In vitro pharmacodynamic interactions of antitumor effect of the combination of adriamycin and curcumin evaluated by the parameter method and the response surface.
- Author:
Ying-hua LÜ
1
;
Juan YANG
;
Jun-chao CHEN
;
Lu-jin LI
;
Hong-xia LIU
;
Qing-shan ZHENG
Author Information
1. Laboratory of Pharmacometrics, Center for Drug Clinical Research, Shanghai University of Chinese Medicine, 201203 Shanghai, China.

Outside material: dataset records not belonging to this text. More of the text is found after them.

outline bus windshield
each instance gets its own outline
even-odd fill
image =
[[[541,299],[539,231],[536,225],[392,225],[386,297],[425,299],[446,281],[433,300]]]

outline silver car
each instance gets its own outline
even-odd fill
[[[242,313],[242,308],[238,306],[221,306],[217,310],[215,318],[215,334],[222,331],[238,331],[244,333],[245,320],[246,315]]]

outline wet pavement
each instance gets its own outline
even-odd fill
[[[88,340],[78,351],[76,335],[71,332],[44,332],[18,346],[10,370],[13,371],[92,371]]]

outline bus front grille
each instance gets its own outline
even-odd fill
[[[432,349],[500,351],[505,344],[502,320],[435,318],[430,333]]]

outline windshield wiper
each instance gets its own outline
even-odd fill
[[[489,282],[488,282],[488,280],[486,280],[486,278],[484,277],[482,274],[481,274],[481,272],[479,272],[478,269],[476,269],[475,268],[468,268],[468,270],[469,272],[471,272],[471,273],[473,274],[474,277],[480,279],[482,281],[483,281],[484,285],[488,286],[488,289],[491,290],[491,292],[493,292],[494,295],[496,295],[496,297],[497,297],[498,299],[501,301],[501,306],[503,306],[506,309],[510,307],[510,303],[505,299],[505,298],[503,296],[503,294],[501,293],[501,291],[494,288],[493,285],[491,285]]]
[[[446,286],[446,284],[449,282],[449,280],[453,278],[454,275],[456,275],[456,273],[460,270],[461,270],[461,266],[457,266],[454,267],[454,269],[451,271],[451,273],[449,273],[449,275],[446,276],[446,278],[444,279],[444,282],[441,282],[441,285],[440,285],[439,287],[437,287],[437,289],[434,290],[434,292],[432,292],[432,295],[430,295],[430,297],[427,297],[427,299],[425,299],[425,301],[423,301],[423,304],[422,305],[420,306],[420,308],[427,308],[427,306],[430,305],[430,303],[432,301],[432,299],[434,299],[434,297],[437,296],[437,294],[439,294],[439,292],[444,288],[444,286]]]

- Publication Type:Journal Article
- MeSH:
Algorithms;
Antibiotics, Antineoplastic;
administration & dosage;
pharmacology;
Antineoplastic Agents;
administration & dosage;
pharmacology;
Cell Proliferation;
drug effects;
Computer Simulation;
Curcumin;
administration & dosage;
isolation & purification;
pharmacology;
Dose-Response Relationship, Drug;
Doxorubicin;
administration & dosage;
pharmacology;
Drug Synergism;
Humans;
K562 Cells
- From:
Acta Pharmaceutica Sinica
2010;45(8):1039-1042
- CountryChina
- Language:Chinese
-
Abstract:
The paper aimed to find the optimal combination and evaluation of the interactions of antitumor effect of the curcumin (Cur) and adriamycin (ADM) in vitro. According to the factorial design and data characteristics, the parameter method combined with the response surface approach were used to analyze the pharmacodynamic interactions of in vitro antitumor effects of the combination of Cur and ADM at different dosages. The results showed that the dose-effect relationship of the combination with the ratio of ADM-Cur 1:3 showed significant differences in comparison with either used alone. The dose-effect curve was shift left in combination. The combination of adriamycin (ADM, 0.693-2.132 micromol L(-1)) and curcumin (Cur, 2.047-6.304 micromol L(-1)) with a fixed ratio (1:3) showed a synergism. With increasing doses of the combination, there is an additive effect. Computer simulation showed a trend of decreasing difference between the observed and expected effects with the dose increasing in Cur from 6.304 to 16.0 micromol L(-1) and ADM from 2.132 to 5.3 micromol L(-1). The response surface analysis showed the optimal combination to be Cur 18.50 micromol L(-1) and ADM 3.89 micromol L(-1) with a ratio of 5:1. This study suggests that the parameter method combined with the response surface analysis provides richer and more reasonable information, and is helpful for quantitative design of drug combination therapy and to describe the nature and degree of drug interaction.